Why Are These 8th Graders Asking to Repeat Middle School?

Culture

Athletics plays a large role in our society. Many of us can remember what time of year it is based on what sport is currently at the forefront of popularity. March Madness. Mr. October for this year's MLB’s postseason hero. It is no surprise that the prevalence of sports in our culture is cause for players to constantly look for a competitive advantage, legal or illegal. But what I’m about to tell you about, elicits some serious head scratching.

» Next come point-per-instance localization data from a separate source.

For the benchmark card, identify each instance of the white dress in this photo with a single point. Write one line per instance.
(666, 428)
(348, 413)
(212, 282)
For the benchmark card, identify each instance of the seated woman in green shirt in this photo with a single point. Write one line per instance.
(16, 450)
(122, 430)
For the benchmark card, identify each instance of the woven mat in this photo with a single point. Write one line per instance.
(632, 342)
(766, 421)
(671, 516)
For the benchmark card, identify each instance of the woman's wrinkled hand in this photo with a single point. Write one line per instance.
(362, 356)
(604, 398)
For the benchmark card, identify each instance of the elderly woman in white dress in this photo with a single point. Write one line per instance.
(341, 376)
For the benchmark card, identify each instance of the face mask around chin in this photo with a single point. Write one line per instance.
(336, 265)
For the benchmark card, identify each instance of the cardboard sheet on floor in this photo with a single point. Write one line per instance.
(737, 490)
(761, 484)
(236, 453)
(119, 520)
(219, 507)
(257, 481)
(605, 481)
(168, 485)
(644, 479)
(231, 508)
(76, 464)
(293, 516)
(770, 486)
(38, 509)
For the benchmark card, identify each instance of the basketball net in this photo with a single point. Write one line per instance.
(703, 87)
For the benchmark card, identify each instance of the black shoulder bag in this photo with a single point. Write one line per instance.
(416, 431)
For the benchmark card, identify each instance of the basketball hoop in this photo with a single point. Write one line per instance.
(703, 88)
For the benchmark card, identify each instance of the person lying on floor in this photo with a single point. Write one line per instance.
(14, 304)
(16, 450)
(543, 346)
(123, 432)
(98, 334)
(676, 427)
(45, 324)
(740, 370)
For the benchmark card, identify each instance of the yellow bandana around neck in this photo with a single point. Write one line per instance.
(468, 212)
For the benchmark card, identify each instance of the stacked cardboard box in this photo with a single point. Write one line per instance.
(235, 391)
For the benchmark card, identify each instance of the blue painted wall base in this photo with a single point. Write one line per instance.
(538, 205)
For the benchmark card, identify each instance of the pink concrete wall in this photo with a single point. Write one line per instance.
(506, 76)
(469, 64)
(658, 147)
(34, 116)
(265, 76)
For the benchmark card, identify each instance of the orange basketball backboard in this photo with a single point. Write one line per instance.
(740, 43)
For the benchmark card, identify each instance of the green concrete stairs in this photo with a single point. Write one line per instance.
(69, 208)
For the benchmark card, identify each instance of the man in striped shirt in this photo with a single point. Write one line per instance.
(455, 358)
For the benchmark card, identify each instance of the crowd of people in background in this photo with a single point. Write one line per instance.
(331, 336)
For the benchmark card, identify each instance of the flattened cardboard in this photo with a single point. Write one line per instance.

Middle-school students are imploring their parents to let them repeat a grade in order to allow themselves an extra year to work on their basketball skills (and grow) before entering high school. And parents are allowing it to happen. If you watched this year’s NBA draft, you witnessed a several players who already have used this competitive advantage, including the highly touted Nerlens Noel. I regularly listen to podcasts from Grantland and as a Michigan alum, I always try to catch the Jalen Rose Report. His latest podcast detailed this occurrence so I cannot take credit for the find, but I had to do some research of my own before I could believe what I heard.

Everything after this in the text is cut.